There is no doubt that those who have been elevated have a duty and responsibility to the Nation. They come in with the people’s expectations and good wishes just as those who are bowing out would go with the inevitable good riddance, but sincerely, who are we to judge them, even for the worst of sins? It is unfortunate enough that we do not have Ministers or senior public officials who would resign on the fly, taking responsibility for things that go against their principles or even stand for a set of principles that the public would admire in the first place. However, where they have put themselves on the line to work in the best interest of the State, it is unfortunate for their exit has to be so unceremonious.

In their exit from public life is found the rigours of the calling of a politician in this dispensation. There are those who would go calmly without any fanfare or histrionics. No threats to reveal all or no snide comments at the leadership. To those lie the burden of leadership themselves and for their future to be a time for reflection on how and what went wrong. What decisions did they make to have earned such a distasteful encomium or what forces plotted and planned their downfall, they would be left to ponder. However, those who maintain a dignified posture, serve their communities in their time of need and continue to have relevance in the twists and turns of the dice would still be recalled to some other, higher positions. One such is that of an ex-Minister who has now been called up to an Ambassadorial posting.

While the country celebrates the newcomers and while others reflect on their re-assigned positions as not necessarily a demotion but a second chance, it is right that someone should ask about the welfare of those who are taking their exit. There should definitely be life after reshuffle. The truth is that in a house divided, there is always bound to be winners and losers.

There is a famous principle in Economics which is known as Pareto Optimality, and that principle says in effect that for there to be winners, some people should lose out and the only way to achieve an optimal situation in which the losers are reduced somewhat is for a third party intervention to level the field. Adam Smith had famously referred to such a third force as the ‘invisible hand’ which detects imbalances between supply and demand in a capitalist economy and allows for price to regulate any disparities between the two. Neo liberal politics suffers a major criticism for failing to allow for third party regulation of failures in its operational dynamics and therefore, those who happen to fall from grace have a tough time getting back up on their feet as there is no support structure for failed politicians to get them back into favour. However, in societies characterised by limited access orders, the main contextual arguments in politics are played out in constituencies and the relevance of such constituencies to those who can be described as the dominant coalitions.

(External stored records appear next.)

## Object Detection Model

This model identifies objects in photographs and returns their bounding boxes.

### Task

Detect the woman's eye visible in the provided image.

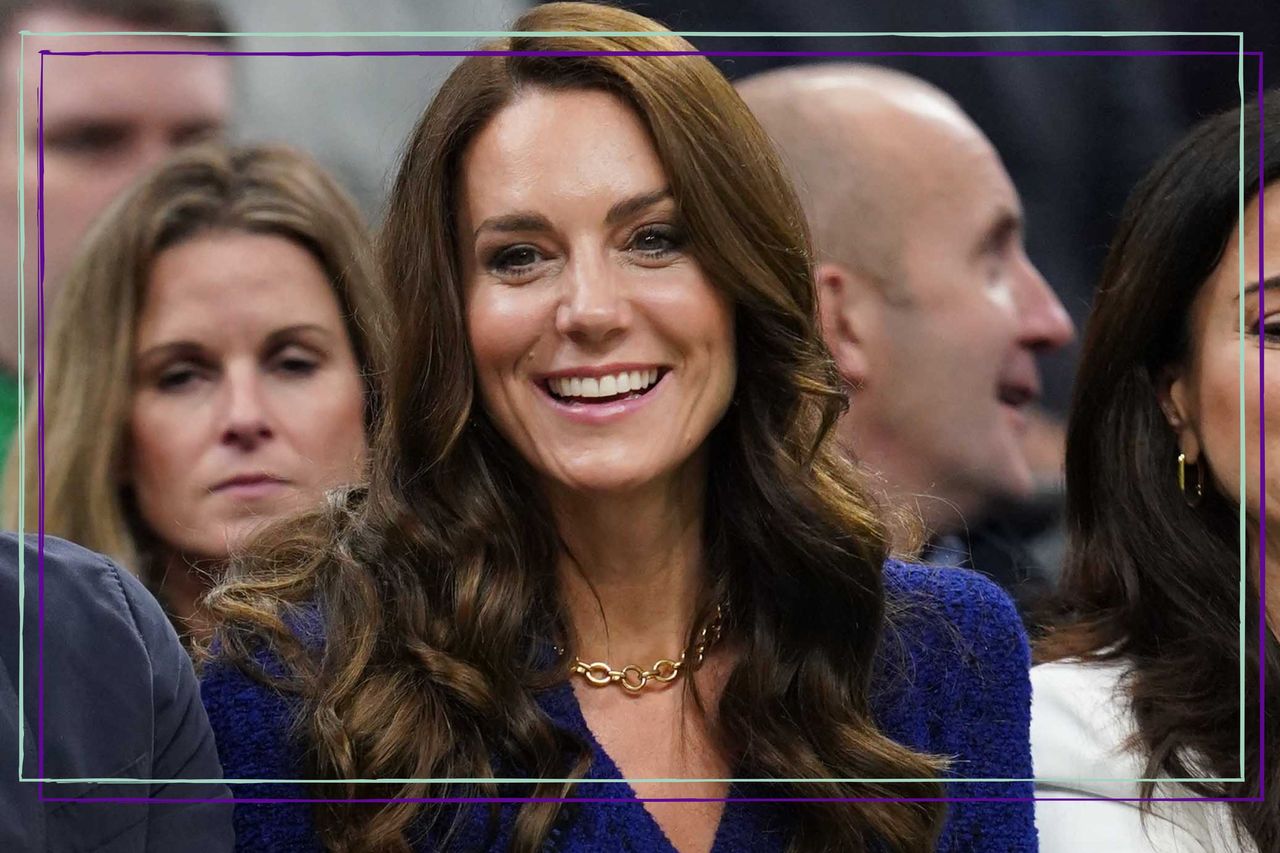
[268,343,323,377]
[488,244,543,276]
[629,225,684,259]
[277,356,318,376]
[1261,320,1280,342]
[155,365,203,392]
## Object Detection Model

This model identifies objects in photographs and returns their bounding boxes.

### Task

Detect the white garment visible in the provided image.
[1031,659,1253,853]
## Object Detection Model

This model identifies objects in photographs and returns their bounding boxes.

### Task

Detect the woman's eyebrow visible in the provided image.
[473,212,552,239]
[263,324,332,347]
[1236,274,1280,305]
[472,188,673,239]
[604,188,672,227]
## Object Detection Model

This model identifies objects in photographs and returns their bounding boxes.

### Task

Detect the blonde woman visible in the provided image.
[5,143,387,639]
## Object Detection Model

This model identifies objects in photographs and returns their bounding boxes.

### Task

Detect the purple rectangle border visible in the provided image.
[30,45,1266,806]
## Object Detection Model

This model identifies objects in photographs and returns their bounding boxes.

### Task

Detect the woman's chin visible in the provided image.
[540,462,675,500]
[177,518,277,561]
[535,444,709,503]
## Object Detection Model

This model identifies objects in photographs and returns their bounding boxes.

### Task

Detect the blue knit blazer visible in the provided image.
[201,561,1035,851]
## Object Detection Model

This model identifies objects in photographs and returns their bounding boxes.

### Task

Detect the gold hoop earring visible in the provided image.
[1178,452,1204,507]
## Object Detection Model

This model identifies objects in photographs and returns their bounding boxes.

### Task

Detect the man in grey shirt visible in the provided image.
[1,533,233,850]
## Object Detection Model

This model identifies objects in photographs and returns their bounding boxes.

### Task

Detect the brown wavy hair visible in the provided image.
[206,4,946,851]
[1037,94,1279,849]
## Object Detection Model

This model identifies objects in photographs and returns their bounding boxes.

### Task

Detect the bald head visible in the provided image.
[736,64,1075,537]
[737,64,997,289]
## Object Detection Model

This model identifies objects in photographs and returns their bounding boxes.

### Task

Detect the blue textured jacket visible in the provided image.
[201,561,1035,851]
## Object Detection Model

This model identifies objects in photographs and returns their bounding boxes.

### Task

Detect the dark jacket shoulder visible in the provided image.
[0,532,233,852]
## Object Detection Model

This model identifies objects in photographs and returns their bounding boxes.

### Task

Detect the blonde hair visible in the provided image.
[3,143,387,584]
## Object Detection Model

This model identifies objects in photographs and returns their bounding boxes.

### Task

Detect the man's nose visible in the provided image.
[1015,256,1075,351]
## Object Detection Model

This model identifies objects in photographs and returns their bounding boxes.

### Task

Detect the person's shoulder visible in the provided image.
[1031,656,1130,710]
[882,558,1026,652]
[200,601,321,707]
[875,559,1036,833]
[0,531,167,647]
[1031,657,1143,792]
[1030,657,1237,852]
[874,559,1030,740]
[3,530,129,595]
[199,608,329,847]
[200,648,298,773]
[199,601,321,785]
[1031,657,1132,750]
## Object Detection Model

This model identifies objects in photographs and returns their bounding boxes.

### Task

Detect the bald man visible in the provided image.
[738,65,1075,610]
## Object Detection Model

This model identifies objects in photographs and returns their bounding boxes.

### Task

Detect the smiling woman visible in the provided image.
[199,4,1035,852]
[2,143,387,640]
[463,87,737,499]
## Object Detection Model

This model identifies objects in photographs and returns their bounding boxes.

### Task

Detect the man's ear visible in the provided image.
[1156,366,1201,461]
[816,260,875,388]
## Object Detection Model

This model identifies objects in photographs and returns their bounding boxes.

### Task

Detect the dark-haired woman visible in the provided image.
[200,4,1035,852]
[1033,94,1279,852]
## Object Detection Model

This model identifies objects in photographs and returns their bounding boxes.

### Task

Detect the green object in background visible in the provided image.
[0,371,18,478]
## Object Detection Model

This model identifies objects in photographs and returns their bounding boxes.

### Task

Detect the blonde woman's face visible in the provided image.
[128,231,368,560]
[460,88,737,498]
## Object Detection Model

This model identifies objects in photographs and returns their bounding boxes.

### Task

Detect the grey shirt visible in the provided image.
[0,533,233,851]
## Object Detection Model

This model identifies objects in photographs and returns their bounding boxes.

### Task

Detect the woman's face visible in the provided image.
[460,87,736,498]
[1165,185,1280,528]
[128,231,368,559]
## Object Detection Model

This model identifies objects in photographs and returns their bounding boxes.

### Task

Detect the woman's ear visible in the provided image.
[1156,366,1201,461]
[815,261,873,389]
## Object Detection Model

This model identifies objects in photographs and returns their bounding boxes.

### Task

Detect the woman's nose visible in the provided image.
[555,252,632,346]
[218,370,274,451]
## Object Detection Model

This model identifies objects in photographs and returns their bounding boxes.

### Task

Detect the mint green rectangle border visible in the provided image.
[15,28,1250,789]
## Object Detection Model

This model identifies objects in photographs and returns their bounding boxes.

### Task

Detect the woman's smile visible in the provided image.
[538,364,670,423]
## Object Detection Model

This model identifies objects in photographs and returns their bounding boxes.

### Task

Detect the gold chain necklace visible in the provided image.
[557,604,726,694]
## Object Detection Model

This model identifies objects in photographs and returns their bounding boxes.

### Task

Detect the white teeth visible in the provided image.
[548,368,663,400]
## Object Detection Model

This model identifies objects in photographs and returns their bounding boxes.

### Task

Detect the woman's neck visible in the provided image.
[550,462,710,669]
[155,551,223,643]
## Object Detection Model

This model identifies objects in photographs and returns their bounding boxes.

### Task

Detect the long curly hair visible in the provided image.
[1037,94,1280,850]
[206,4,946,851]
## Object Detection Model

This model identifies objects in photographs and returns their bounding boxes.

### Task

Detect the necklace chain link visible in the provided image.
[560,604,725,694]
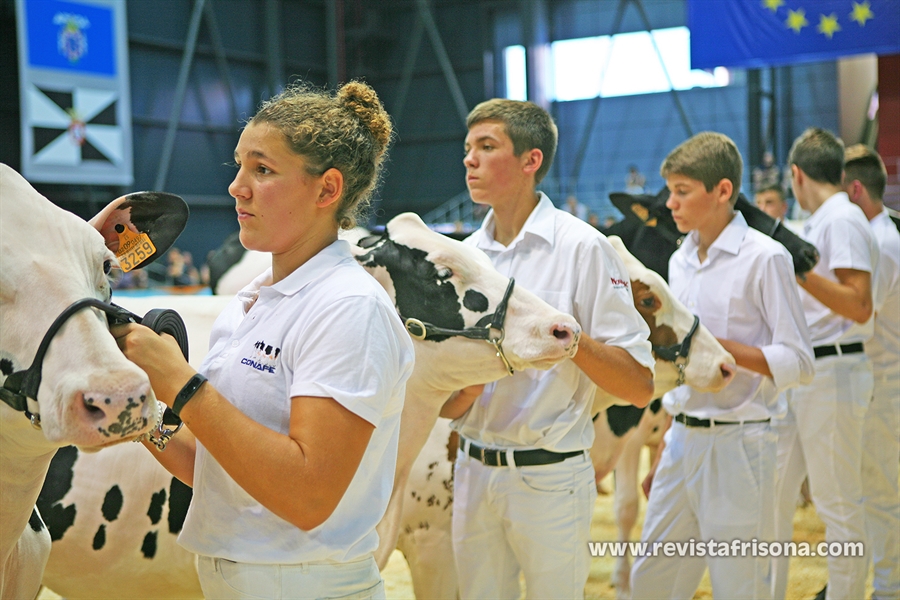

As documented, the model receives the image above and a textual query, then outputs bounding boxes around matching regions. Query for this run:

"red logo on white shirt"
[610,277,629,289]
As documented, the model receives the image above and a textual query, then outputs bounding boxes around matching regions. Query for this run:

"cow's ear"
[89,191,189,270]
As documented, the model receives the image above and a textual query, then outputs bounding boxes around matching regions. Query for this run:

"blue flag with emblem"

Here lies a model for restructuring political dynamics after losing influence or power within the matrix of the state and its operations. In a shortened form, the model allows for those who can claim a legitimate support base that can become relevant to the dominant coalition to always be in contention at some point and hence their time in political wilderness would be expected to be short-lived. In the event, it would be difficult to write-off those who have served the President simply because they have not fared well in a Cabinet reshuffle. There are those whose political import remains significant even after leaving office. Recently, the revival of hitherto failed political careers has provided validation of the President’s conviction that for some, a second chance would be but fair and just. It is that fairness, justice and the respect for the dignity of others that demarcate the sense of levity that behoves the President in his decisions to review, after a time of quiet reflection, the prospects of bringing some people back to serve. It is also his sole prerogative to do so. He exercises his judgements well in such matters and cannot be blamed for being cautious. After all, on his shoulders lie the mantle of leadership and he who carries the crown, carries an uneasy head.